Notwithstanding our interest in the wider public's views of this issue, we are of the firm opinion that the patients, researchers and practitioners who are familiar with the issues inherent in mtDNA disorders should be central to further advising decisionmakers. Given the complexity and diversity of mtDNA disorders and their symptoms, and given how counterintuitive these disorders can be in relation to the popular understanding of disease and heredity, this is an area in which we hope expert opinion will be given considerable credence and weight.
It is important that any future regulation in this area does not specify what research or treatment techniques, or what locus of origin of the disorder (for example, nuclear or mitochondrial DNA), are intended to be dealt with. It seems best to retain the current statutory wording, in order to allow researchers to come up with new solutions in future, and in order not to foreclose avenues of research or treatment. Failure to do this will mean that new treatments may not be permitted, and that specific patient groups may be disadvantaged.

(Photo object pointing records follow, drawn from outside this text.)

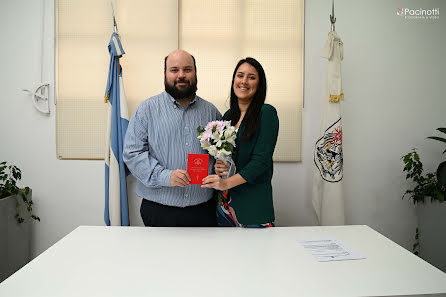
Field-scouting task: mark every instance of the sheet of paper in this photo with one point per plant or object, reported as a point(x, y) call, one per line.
point(329, 249)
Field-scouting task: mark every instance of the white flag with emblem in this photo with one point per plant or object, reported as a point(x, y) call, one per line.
point(328, 195)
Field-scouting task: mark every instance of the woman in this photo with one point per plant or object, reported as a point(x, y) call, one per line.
point(250, 199)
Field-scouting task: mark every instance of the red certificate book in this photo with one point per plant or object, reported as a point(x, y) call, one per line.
point(197, 167)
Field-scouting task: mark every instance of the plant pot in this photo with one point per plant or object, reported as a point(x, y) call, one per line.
point(15, 249)
point(431, 221)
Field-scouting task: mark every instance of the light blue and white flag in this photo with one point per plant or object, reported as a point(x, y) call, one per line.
point(116, 205)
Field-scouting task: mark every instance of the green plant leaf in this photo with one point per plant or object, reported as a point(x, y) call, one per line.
point(437, 138)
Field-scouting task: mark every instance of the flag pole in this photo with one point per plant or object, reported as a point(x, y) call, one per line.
point(332, 17)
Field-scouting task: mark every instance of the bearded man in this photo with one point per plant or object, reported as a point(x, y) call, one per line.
point(161, 134)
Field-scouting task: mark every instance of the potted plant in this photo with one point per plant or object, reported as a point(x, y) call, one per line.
point(430, 186)
point(14, 227)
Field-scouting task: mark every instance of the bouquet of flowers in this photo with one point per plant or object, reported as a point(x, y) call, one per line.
point(218, 138)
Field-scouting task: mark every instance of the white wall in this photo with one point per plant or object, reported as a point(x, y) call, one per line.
point(394, 82)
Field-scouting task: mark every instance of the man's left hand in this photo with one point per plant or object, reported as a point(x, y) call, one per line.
point(214, 181)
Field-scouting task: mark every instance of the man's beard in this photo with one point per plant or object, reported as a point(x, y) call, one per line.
point(176, 93)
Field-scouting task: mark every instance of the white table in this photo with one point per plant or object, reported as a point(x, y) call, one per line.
point(138, 261)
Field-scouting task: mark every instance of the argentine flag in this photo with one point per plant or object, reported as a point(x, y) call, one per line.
point(116, 205)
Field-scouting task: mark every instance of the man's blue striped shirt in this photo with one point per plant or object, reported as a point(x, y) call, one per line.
point(159, 138)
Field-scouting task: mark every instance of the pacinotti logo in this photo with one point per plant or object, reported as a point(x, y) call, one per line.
point(419, 13)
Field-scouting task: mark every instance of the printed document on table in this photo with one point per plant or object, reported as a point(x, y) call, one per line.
point(329, 249)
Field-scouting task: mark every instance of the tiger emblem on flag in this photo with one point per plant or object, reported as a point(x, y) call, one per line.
point(328, 153)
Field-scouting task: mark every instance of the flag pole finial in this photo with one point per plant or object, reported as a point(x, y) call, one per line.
point(332, 17)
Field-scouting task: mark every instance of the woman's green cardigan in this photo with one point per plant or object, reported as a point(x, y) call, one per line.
point(253, 200)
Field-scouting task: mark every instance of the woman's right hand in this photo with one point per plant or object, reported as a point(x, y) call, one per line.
point(220, 168)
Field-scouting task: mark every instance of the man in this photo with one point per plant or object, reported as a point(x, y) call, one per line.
point(160, 135)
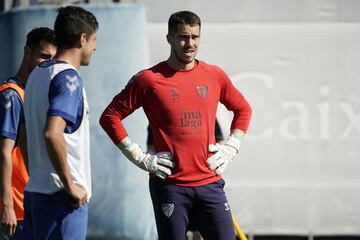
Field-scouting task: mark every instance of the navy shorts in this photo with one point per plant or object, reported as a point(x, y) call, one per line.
point(52, 217)
point(205, 207)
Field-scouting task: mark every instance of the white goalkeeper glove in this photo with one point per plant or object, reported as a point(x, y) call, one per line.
point(223, 154)
point(158, 163)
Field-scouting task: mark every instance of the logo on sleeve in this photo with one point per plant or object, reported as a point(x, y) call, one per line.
point(7, 99)
point(202, 90)
point(168, 208)
point(72, 83)
point(174, 95)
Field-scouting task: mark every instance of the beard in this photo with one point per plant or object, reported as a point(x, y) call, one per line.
point(184, 60)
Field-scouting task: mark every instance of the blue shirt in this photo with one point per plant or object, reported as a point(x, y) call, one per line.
point(11, 112)
point(66, 97)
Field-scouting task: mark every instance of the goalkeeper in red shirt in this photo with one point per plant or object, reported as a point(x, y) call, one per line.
point(180, 97)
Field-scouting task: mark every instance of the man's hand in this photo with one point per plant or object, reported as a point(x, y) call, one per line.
point(159, 163)
point(223, 154)
point(78, 194)
point(8, 221)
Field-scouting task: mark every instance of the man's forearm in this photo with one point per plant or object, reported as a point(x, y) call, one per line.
point(56, 148)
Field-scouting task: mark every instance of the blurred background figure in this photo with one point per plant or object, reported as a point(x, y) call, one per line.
point(40, 46)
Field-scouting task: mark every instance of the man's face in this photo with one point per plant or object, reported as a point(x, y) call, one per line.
point(46, 51)
point(89, 47)
point(184, 43)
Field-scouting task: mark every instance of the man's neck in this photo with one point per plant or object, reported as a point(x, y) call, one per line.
point(70, 56)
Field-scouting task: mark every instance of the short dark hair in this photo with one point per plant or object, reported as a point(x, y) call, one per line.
point(70, 23)
point(36, 35)
point(182, 18)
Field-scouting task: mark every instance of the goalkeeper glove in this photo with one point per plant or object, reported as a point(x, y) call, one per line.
point(159, 163)
point(223, 154)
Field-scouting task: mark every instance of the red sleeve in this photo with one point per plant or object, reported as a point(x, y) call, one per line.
point(234, 101)
point(127, 101)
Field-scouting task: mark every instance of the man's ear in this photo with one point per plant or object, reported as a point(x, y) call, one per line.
point(27, 52)
point(83, 39)
point(169, 38)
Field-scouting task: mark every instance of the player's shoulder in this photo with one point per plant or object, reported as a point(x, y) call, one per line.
point(9, 93)
point(210, 67)
point(56, 67)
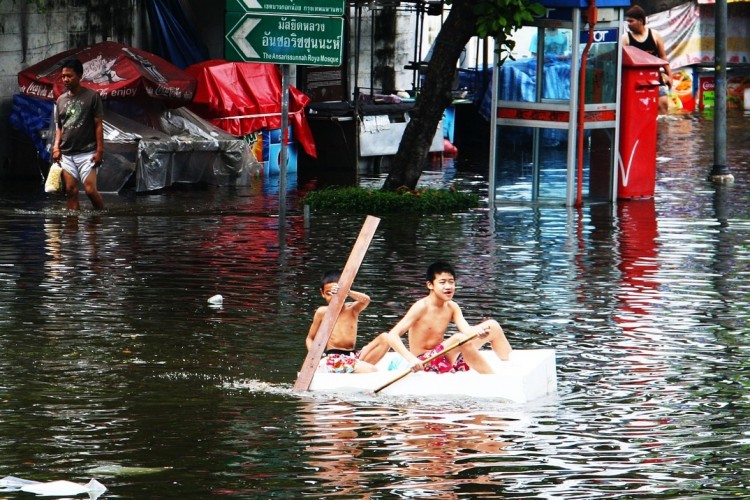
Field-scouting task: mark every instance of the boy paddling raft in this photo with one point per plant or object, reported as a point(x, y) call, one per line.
point(340, 354)
point(427, 322)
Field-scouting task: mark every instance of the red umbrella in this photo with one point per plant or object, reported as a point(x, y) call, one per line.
point(115, 71)
point(244, 97)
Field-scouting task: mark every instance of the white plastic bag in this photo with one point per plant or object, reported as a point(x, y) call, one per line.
point(53, 184)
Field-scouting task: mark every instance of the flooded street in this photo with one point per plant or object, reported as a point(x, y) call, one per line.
point(113, 365)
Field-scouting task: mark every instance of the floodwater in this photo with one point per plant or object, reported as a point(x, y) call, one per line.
point(113, 365)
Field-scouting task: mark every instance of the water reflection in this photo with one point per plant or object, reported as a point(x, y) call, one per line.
point(111, 360)
point(419, 453)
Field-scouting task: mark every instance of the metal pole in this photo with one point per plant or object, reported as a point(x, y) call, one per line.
point(720, 171)
point(284, 139)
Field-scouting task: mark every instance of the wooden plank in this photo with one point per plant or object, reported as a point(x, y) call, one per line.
point(304, 378)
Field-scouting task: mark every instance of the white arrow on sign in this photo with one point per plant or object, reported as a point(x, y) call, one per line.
point(240, 37)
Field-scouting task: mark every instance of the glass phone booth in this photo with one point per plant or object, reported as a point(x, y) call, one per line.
point(534, 129)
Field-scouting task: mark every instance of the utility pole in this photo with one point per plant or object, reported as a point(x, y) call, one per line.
point(720, 171)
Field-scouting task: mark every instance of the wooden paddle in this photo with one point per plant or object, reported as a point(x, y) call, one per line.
point(304, 378)
point(427, 360)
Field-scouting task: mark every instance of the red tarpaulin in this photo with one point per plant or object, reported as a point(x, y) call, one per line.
point(243, 97)
point(115, 71)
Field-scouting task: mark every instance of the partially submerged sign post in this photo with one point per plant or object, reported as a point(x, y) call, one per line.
point(337, 303)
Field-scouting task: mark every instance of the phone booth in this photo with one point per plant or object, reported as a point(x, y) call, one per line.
point(536, 131)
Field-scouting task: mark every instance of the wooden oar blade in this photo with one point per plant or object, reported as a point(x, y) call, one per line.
point(306, 373)
point(425, 361)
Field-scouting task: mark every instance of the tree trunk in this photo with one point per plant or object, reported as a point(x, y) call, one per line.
point(435, 96)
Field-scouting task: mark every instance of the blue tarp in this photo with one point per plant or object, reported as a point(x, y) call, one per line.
point(173, 36)
point(32, 116)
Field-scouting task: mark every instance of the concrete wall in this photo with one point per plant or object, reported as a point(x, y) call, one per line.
point(387, 43)
point(32, 30)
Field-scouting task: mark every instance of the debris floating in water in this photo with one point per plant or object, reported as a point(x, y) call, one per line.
point(54, 488)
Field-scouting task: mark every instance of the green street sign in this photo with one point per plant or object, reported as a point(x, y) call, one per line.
point(306, 7)
point(284, 39)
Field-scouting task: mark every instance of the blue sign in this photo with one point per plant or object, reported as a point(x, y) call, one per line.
point(609, 35)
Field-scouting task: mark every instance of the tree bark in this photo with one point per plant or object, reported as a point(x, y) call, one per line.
point(435, 96)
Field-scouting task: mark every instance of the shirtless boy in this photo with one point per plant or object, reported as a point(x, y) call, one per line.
point(427, 322)
point(340, 355)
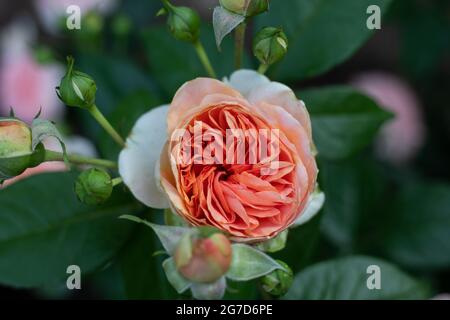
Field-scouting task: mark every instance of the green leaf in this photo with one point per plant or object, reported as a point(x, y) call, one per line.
point(303, 245)
point(168, 235)
point(344, 121)
point(356, 192)
point(174, 62)
point(175, 278)
point(273, 245)
point(116, 78)
point(224, 22)
point(321, 33)
point(141, 271)
point(44, 229)
point(249, 263)
point(347, 278)
point(419, 233)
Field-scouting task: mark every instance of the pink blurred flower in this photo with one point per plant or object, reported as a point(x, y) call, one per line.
point(401, 138)
point(25, 85)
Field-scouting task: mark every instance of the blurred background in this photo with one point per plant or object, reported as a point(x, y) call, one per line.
point(401, 181)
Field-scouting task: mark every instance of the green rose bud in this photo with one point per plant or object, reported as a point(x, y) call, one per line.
point(183, 22)
point(278, 282)
point(247, 8)
point(270, 45)
point(203, 260)
point(77, 89)
point(16, 153)
point(93, 186)
point(121, 25)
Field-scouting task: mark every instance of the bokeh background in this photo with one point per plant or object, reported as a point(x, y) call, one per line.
point(390, 199)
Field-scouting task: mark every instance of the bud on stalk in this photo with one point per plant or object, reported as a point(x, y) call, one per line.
point(247, 8)
point(203, 260)
point(279, 281)
point(93, 186)
point(183, 22)
point(16, 152)
point(270, 45)
point(77, 89)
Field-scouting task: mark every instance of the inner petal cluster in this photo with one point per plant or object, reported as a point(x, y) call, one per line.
point(247, 188)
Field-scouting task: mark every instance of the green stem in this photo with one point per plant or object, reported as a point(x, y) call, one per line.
point(77, 159)
point(204, 58)
point(239, 40)
point(117, 181)
point(263, 68)
point(95, 112)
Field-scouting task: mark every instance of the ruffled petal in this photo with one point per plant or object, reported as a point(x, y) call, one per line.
point(246, 80)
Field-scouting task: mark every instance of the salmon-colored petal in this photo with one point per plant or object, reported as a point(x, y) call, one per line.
point(190, 95)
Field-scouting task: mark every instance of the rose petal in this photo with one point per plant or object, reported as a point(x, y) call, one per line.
point(191, 95)
point(138, 160)
point(278, 94)
point(246, 80)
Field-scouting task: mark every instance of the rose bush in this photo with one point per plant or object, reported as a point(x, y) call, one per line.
point(239, 199)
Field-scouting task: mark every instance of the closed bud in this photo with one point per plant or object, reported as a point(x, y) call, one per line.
point(203, 260)
point(16, 153)
point(77, 89)
point(93, 186)
point(270, 45)
point(247, 8)
point(183, 22)
point(278, 282)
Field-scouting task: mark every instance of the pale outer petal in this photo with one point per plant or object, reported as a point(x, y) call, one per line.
point(137, 162)
point(246, 80)
point(315, 203)
point(258, 88)
point(190, 95)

In common with NCoB's recent report Novel Techniques for the Prevention of Mitochondrial DNA Disorders: An Ethical Review (.pdf 1.13MB), we believe that a wider policy debate could benefit from a fuller discussion of the ethics of the different kinds of prospective and theoretical germline therapies. This would include potential therapies that would act on the cell nucleus with heritable effects, and therapies which might involve nuclear transfer in its various forms.
We would also like any new regulations in this area to provide for the creation of a centrally funded long-term register of any such procedures performed in the UK. This register should be made accessible to researchers.